BY SUSAN LAHEY
Special Contributor to Silicon Hills News
Dhruv Bansal and Flip Kromer, two of Infochimps’ founders, were budding research scientists, graduate students at the Center for Nonlinear Dynamics at the University of Texas Physics Department. They had no real thought of building a startup. But it did occur to them that not only they, but lots of other people, had the daunting task of looking for answers in giant sets of data—Big Data. Data sets too big to be accessed by normal computers in normal time frames. Sets that require tons of storage and processing capacity.
Bansal, for example, had a school project that required him to laboriously collect and assimilate demographic information on five million students who had taken the Texas Assessment of Knowledge and Skills.
Kromer understood Big Data not only as a scientist but as someone who held a degree in computer science.
So they suspected that the people who dealt in Big Data would rejoice if someone created a marketplace where you could find whatever chunk of Big Data you might need–like stock prices over the last 30 years or weather patterns over the last 100. They just couldn’t figure out how to monetize it.
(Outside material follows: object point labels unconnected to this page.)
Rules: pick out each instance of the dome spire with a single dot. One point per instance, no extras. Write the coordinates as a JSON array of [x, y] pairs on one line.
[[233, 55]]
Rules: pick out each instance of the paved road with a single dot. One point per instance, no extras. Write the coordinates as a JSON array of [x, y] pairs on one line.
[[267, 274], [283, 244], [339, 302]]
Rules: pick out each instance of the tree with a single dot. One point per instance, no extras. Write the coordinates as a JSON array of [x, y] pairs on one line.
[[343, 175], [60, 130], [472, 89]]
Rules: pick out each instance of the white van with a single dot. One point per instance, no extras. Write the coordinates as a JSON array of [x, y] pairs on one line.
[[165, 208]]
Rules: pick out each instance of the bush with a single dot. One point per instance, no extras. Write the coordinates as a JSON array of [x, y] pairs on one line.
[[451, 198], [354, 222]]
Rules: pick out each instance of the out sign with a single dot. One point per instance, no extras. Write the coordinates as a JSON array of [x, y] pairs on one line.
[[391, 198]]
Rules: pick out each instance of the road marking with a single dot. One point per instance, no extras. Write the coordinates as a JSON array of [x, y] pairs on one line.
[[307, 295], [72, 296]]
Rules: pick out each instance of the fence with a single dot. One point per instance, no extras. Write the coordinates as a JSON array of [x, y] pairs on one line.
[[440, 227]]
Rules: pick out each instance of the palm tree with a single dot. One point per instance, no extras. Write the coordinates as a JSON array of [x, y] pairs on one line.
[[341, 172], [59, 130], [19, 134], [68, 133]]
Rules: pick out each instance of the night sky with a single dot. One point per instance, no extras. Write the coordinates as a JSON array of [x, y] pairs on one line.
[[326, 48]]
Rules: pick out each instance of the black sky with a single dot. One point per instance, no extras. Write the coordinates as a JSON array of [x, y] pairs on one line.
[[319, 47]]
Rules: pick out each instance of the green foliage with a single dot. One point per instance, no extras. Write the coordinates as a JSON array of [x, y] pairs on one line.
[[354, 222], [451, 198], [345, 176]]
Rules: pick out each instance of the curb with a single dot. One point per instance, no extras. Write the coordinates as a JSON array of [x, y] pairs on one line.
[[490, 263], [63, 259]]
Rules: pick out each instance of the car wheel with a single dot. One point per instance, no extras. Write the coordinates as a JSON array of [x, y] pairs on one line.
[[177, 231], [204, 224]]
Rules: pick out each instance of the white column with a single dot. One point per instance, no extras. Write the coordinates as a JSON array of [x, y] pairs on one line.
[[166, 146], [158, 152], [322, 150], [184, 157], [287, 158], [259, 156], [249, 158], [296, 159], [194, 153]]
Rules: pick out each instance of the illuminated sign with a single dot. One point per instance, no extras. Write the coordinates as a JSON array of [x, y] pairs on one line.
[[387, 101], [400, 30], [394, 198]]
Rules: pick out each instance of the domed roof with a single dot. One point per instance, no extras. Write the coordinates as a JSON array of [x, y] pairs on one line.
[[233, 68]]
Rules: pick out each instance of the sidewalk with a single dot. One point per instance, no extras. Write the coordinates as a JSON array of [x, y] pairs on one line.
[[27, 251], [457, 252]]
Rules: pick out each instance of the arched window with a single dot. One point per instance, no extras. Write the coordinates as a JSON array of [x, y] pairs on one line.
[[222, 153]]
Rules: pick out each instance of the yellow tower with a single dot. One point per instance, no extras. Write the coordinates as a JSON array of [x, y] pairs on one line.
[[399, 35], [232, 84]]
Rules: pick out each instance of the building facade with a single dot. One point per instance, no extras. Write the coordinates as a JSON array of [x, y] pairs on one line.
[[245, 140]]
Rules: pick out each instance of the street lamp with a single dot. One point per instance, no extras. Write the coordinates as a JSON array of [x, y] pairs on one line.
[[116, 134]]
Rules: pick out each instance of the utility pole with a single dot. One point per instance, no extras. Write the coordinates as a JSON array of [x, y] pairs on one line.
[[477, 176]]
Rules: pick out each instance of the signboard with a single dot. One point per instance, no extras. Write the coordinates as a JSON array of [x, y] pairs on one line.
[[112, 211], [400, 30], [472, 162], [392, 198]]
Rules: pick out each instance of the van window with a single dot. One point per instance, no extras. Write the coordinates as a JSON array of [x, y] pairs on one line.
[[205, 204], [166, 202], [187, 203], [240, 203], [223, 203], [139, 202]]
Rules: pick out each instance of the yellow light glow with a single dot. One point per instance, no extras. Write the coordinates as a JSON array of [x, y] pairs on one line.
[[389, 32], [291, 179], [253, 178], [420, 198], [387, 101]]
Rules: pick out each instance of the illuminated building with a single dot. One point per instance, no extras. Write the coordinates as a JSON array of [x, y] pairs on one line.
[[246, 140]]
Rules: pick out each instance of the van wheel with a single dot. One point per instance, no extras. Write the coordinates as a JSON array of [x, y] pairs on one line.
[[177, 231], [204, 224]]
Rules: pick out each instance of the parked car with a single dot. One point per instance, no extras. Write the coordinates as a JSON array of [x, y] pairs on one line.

“We didn’t perceive it to be a business project,” said Bansal. “It was just two graduate students building this service that would make our lives easier…but it was difficult to garner the resources needed to do this right. How do you get funding if you’re not planning to make money?”
Along came Joe Kelly, who responded to a Craigslist ad placed by Bansal and Kromer, seeking a developer for the physics department’s website. They didn’t hire Kelly. But he didn’t go away, either. Kelly was fascinated by chaos theory and data sets. Not a physicist, he had taken a year of business school, run a Chinese import company, an adventure travel company, and traveled around the Caribbean in a sailboat for three years. The way Bansal put it, Kelly kept bugging Bansal and Kromer, wanting to hang out with them and learn more about what they were working on. One day it dawned on them he might be just the guy to turn Infochimps from a graduate school project to a real business.
Now the guy who wasn’t quite up to par to build a website is the CEO.
Infochimps started as a data marketplace—a place you could sell all the data you compiled on coniferous plants of the Northern Hemisphere or incidences of actual injury involving slipping on a banana peel. It’s a place you could go to buy someone else’s research on geologic findings on a particular igneous rock.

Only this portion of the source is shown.